パリはそろそろマロニエ並木が色づき…

西日本新聞 オピニオン面

 パリはそろそろマロニエ並木が色づき、秋の陽(ひ)を浴びて黄金(こがね)に輝き始めた頃だろうか。石畳を覆う枯れ葉を踏みしめて歩けば、シャンソンの名曲「枯葉」のメロディーが浮かぶ

▼哀愁を帯びた歌声でこの曲を大ヒットさせたフランスの歌手ジュリエット・グレコさんが先月、亡くなった。何度も来日公演を行い、日本のシャンソンブームに火を付けた

▼人生は美しく太陽が輝いていた季節は過ぎ去り、思い出と後悔は北風が枯れ葉とともに忘却の冷たい夜へと運び去る-。パリの人々は今、歌姫が残したシャンソンの一節を思い起こしていようか

▼欧州に新型コロナの第2波が襲来。フランスでは先週、1日の新規感染者数が初めて3万人を超えた。夏に第1波が沈静化し、人々は輝く太陽の下へバカンスに繰り出して人生を楽しんだ結果だろうか

▼フランス政府はパリなど9都市圏で夜間の外出禁止に踏み切った。「枯葉」の原題は「レ・フイユ(葉)・モルト(死んだ)」。

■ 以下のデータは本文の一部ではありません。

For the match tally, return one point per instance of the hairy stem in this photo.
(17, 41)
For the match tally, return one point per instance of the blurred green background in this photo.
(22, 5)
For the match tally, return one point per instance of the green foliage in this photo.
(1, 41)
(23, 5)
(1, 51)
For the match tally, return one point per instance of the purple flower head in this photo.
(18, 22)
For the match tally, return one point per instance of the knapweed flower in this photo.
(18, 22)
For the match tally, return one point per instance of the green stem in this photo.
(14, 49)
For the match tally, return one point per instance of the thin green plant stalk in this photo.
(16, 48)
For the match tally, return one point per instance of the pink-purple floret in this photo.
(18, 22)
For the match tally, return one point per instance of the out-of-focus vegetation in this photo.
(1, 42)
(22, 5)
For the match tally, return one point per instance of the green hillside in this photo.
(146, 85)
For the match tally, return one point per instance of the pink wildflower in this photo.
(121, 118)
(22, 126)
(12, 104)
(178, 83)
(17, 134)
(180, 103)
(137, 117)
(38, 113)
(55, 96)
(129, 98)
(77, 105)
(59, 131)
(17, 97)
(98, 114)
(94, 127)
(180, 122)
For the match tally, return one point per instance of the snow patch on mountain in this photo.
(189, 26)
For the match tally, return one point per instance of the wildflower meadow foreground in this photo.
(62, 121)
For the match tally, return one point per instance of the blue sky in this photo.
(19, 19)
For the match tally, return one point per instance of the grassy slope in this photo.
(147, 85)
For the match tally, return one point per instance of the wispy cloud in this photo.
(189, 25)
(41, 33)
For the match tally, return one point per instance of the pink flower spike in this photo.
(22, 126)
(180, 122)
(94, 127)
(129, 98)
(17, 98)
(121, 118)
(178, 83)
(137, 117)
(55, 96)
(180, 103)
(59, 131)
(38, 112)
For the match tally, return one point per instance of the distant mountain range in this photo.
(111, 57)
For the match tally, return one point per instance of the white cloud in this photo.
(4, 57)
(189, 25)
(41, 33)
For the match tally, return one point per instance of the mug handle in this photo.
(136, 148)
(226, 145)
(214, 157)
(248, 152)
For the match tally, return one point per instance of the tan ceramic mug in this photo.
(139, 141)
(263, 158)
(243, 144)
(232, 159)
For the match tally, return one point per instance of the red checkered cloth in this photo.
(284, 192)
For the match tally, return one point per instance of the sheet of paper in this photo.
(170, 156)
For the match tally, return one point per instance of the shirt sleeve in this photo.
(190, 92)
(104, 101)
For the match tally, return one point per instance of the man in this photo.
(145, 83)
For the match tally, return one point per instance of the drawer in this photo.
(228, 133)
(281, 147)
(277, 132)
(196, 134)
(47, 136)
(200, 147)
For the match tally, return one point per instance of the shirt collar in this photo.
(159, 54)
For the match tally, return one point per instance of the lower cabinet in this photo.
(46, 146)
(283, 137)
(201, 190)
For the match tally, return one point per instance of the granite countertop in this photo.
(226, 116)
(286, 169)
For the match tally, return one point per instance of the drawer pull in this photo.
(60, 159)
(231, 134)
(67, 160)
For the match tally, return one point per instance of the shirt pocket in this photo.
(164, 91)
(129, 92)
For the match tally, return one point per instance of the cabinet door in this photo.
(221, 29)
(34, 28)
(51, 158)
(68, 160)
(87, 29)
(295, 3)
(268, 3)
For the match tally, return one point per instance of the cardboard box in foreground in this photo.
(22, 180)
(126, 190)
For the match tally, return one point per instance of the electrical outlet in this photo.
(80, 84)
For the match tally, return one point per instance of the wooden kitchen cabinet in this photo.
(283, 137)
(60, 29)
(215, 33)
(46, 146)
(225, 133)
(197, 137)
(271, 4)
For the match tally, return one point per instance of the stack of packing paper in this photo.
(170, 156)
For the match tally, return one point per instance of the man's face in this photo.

深夜までにぎわうカフェやレストランの灯が消えた冷たい夜のパリなどは、さながら「レ・ヴィル(街)・モルト」。グレコさんが「パリの空の下、歌は夜まで流れる」と歌った日常はいつ戻るのか

▼日本でも「Go To キャンペーン」で多くの人が旅行や飲食に繰り出している。人生に楽しみは必要だが、欧州を他山の石とし、手洗いと口元を覆う「フイユ(一枚)」を怠りなく。